I saw her today, the next-door neighbor’s goldfish.

They keep her in a shabby, old pond in their backyard where the lawn meets the patio. I watch her swim around the lily pads from my second-floor bedroom window, every splash of her tail makes ripples along the surface of the water.

The neighbors like the attention she brings. They’re a cheerful, young couple who love to show her off, always having parties in the backyard. And when the other neighbors learn about the pond, they learn about the goldfish too. I was never invited but the noise they make keeps me up late. The only thing that’s quiet in the neighbor’s yard is the coin jar they keep in the center of their patio table.

The wife loves to go on and on about the goldfish. She spends hours chatting about how the fish is a fancy breed and how fancy breeds often get sick and require higher maintenance. It’s the only thing she ever talks about with anyone. The husband is just happy to be there. He isn’t afraid to mention that the goldfish belongs to his wife, not him. He’s fine with it and often mentions how the wife had the goldfish for many years before she met him. Sometimes he posts photos on social media of him standing next to the goldfish.

.     .     .

It was a few weeks ago that I noticed something. Through my binoculars, the shimmering orange goldfish was struggling on its side when she tried to roll herself upright. Her scales had begun to flake, and the delicate fins were rotten and torn. In the murky water, I could hardly see her. The thick punch of cloudiness had caused the lily pads to wither. It took effort to see the goldfish under the smoky water, and for a moment, I wondered if she was even there.

I wasn’t sure if I should say anything at first. I didn’t know anything about goldfish. But the neighbors claimed they did. The wife was glad when someone brought her up at a party after seeing the goldfish tilting to the right.

The wife insisted it was due to the breed and that it came with health problems. She wasn’t silent for the rest of the party, laughing and smiling away. Neither was the coin jar.

The goldfish, though, kept declining and the community began to fear the worst. I remember when the cops were called to the neighbor’s house. The wife was screaming and kicking her feet as the officer took the goldfish away. The goldfish was given to the old lady at the end of the cul-de-sac. She posted pictures of herself standing next to the goldfish playfully swishing around in a clean tank. Nobody attended the wife’s parties anymore. The coin jar was empty.

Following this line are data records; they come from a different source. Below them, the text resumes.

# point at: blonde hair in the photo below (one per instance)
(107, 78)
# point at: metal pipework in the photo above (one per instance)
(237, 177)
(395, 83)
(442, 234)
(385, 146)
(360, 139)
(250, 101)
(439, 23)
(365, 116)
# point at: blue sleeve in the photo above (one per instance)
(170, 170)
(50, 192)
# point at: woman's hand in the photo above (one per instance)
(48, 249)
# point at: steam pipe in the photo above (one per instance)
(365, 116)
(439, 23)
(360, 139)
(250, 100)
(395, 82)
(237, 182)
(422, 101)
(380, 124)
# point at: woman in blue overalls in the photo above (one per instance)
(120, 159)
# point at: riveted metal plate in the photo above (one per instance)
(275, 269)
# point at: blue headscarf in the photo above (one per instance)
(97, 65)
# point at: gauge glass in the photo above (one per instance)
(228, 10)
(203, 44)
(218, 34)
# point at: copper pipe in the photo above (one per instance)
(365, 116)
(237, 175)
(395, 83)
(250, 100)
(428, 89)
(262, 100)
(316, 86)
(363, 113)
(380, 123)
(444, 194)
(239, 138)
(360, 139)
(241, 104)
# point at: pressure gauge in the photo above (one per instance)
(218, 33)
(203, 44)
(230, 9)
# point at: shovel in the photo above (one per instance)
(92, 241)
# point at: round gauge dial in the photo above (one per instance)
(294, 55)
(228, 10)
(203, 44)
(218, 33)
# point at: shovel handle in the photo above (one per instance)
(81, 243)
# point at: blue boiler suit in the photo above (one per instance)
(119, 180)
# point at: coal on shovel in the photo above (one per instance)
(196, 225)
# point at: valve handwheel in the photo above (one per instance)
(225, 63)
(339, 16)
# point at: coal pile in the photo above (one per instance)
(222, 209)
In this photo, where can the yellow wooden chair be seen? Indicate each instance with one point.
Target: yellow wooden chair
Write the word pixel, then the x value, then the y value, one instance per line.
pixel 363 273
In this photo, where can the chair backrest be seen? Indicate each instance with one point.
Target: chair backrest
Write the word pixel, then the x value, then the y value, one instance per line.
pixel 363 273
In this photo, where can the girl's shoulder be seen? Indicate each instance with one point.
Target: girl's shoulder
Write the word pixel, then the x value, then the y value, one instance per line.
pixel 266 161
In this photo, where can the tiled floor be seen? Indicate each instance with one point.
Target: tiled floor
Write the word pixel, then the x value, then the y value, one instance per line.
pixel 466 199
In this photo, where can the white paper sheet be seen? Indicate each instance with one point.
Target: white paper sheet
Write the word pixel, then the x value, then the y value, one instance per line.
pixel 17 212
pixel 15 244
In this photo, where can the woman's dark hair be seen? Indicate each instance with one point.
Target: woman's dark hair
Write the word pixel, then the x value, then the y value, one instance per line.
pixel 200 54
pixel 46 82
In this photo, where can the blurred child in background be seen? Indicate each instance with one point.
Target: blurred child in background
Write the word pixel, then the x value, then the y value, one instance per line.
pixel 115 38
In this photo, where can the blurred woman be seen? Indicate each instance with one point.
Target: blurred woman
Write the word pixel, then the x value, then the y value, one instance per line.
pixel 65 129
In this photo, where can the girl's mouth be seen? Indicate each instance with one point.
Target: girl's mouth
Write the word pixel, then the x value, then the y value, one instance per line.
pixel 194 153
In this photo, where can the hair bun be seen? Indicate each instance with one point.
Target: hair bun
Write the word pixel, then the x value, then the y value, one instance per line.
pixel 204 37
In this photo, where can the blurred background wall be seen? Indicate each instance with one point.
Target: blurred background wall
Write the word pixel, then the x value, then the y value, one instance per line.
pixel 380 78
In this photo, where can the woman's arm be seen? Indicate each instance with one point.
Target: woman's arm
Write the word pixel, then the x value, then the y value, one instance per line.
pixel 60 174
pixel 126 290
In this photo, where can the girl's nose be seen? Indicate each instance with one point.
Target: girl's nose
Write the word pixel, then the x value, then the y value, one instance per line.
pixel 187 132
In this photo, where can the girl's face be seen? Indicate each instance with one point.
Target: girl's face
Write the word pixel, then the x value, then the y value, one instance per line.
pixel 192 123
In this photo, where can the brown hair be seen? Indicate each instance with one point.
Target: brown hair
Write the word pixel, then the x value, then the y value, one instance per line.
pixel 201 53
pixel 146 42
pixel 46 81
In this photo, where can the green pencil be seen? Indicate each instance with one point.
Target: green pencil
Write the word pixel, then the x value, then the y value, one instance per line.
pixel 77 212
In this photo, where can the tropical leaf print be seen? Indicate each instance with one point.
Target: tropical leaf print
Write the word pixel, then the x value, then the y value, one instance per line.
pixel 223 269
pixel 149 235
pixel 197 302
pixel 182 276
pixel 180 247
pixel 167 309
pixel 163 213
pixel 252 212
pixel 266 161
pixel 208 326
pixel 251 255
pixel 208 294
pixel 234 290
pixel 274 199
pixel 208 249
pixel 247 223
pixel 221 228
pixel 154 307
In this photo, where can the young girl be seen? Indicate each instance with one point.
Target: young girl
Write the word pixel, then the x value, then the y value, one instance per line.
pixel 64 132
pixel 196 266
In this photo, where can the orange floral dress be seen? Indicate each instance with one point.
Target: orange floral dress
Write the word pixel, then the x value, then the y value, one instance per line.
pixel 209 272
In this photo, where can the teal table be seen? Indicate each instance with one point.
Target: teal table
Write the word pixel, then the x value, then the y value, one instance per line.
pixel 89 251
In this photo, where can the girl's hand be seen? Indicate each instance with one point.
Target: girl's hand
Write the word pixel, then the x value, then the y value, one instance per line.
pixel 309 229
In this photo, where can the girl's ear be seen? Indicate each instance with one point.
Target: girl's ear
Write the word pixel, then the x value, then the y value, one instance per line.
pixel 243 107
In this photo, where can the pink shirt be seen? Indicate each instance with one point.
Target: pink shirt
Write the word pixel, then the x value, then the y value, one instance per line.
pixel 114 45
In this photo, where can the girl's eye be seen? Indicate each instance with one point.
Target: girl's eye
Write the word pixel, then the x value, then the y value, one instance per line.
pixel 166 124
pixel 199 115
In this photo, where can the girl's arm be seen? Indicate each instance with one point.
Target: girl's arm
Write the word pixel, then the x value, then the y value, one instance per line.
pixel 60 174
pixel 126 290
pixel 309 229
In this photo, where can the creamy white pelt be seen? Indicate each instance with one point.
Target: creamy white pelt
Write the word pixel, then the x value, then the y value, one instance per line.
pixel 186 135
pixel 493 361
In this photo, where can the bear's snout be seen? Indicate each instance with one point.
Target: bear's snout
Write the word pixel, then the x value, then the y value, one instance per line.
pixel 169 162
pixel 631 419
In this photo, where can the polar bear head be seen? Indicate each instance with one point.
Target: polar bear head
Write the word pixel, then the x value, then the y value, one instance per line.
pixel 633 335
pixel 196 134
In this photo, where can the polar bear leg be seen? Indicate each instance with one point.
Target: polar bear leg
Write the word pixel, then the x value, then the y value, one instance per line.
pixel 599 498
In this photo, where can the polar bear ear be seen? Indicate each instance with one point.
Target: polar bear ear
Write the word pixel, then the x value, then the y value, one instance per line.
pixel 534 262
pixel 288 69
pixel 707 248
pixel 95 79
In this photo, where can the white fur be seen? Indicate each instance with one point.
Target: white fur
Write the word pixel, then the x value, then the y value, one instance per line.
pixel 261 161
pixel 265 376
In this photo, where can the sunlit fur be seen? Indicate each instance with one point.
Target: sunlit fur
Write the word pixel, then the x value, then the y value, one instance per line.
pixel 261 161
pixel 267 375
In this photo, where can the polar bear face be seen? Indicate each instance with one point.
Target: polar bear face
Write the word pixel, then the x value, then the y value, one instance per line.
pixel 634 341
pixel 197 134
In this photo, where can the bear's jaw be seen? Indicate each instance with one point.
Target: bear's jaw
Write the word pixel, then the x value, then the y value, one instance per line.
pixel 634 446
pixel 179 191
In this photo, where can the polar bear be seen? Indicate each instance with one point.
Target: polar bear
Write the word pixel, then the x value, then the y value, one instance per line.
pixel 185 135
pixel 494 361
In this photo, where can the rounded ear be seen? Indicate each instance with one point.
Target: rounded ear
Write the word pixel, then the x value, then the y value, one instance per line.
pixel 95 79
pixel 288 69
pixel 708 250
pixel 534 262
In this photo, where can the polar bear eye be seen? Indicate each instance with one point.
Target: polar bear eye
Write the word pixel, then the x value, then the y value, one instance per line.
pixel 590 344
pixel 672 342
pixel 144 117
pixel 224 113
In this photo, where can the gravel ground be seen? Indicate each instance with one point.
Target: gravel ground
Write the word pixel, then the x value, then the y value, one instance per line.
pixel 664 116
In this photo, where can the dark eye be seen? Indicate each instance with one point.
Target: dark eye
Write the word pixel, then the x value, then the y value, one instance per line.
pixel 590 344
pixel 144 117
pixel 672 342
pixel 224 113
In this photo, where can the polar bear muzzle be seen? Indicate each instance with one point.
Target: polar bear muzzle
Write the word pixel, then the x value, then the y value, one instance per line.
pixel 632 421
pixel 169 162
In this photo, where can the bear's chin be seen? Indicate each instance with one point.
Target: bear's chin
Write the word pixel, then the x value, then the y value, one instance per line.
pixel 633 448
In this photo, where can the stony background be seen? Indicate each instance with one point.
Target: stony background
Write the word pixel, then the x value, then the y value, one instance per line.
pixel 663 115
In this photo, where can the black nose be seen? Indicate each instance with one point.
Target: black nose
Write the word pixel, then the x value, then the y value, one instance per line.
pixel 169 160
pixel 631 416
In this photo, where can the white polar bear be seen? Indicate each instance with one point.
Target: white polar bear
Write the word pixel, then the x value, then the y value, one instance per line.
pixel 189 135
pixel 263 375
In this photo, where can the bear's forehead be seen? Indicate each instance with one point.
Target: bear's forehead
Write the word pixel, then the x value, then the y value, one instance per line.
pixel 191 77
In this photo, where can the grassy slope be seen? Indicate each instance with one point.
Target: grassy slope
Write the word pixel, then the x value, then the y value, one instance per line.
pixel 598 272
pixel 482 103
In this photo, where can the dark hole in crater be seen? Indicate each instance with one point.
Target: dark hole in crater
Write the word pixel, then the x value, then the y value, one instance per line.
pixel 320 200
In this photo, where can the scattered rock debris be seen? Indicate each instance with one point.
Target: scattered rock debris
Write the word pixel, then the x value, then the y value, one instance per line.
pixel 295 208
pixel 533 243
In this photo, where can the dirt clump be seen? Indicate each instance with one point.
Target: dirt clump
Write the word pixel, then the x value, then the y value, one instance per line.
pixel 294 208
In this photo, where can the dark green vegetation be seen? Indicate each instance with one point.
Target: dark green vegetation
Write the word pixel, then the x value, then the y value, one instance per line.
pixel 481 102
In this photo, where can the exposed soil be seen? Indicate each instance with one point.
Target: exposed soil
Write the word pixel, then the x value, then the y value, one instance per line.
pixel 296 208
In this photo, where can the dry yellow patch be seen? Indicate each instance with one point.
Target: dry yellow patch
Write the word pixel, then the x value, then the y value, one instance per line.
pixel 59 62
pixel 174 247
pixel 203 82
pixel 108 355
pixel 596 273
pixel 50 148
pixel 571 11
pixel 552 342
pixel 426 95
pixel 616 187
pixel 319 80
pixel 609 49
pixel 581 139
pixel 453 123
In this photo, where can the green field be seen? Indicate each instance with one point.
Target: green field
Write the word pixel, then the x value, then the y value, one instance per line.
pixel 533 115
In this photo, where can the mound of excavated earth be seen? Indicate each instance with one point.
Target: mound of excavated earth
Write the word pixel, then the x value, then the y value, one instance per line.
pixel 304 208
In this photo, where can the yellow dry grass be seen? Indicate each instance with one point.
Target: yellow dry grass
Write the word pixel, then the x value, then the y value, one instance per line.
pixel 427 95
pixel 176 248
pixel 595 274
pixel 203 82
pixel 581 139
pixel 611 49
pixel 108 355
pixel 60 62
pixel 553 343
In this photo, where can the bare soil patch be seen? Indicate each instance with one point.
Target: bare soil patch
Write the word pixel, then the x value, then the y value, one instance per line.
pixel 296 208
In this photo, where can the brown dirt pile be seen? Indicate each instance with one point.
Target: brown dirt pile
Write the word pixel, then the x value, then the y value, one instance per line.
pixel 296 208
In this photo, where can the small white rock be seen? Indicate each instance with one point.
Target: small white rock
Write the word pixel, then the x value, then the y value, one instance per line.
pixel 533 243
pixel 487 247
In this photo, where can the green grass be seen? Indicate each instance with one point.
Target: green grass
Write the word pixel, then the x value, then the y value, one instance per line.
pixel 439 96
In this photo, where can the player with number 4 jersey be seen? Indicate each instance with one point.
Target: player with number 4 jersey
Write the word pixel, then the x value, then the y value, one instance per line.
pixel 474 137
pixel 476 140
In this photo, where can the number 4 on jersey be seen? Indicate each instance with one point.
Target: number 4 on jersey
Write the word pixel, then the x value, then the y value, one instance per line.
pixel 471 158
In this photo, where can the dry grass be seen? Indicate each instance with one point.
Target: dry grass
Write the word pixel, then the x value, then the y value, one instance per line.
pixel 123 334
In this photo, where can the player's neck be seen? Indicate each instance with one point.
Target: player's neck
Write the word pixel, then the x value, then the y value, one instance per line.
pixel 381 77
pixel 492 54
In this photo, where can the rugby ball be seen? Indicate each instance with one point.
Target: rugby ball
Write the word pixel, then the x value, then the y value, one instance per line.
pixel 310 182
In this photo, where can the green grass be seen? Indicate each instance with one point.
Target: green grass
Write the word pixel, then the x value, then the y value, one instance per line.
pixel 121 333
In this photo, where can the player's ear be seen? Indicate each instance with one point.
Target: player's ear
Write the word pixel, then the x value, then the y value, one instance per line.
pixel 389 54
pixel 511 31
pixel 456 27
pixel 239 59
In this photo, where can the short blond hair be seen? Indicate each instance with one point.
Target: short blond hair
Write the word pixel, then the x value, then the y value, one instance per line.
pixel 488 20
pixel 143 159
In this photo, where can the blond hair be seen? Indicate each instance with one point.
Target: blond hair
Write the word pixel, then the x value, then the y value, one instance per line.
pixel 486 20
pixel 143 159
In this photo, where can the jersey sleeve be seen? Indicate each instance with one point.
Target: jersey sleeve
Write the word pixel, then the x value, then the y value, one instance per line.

But a few days later, binoculars in hand, I saw the goldfish swimming in the pond again, her scales shining in the moonlight. The wife stood on the patio looking over the pond. She had a pair of scissors in one hand and a bottle of gunk in the other. I couldn’t make out what type of gunk it was, but it sloshed around the nose of the bottle while she poured it into the pond. Then she took the goldfish out of the pond by its tail and beat it against the side of the house. She smacked it hard, the scales popped off like sparks from fireworks and blood splashed onto the patio. At the end of the thrashing, the wife took the scissors and cut up her fins before throwing her back into the pond.

.     .     .

It’s not long before the neighbors start attending the wife’s parties again. Nobody mentions “the incident,” and those who bring up the old lady in front of the wife are kicked out. Every so often I look over at the pond and see the goldfish, her fins shorter, her speed slower.

One day, after the neighbors leave the house, I sneak into the yard to see the goldfish. When her head comes to the surface, I show her my bucket and tell her I can get her out of this place. I promise I will take her somewhere safe where she will never be beaten again.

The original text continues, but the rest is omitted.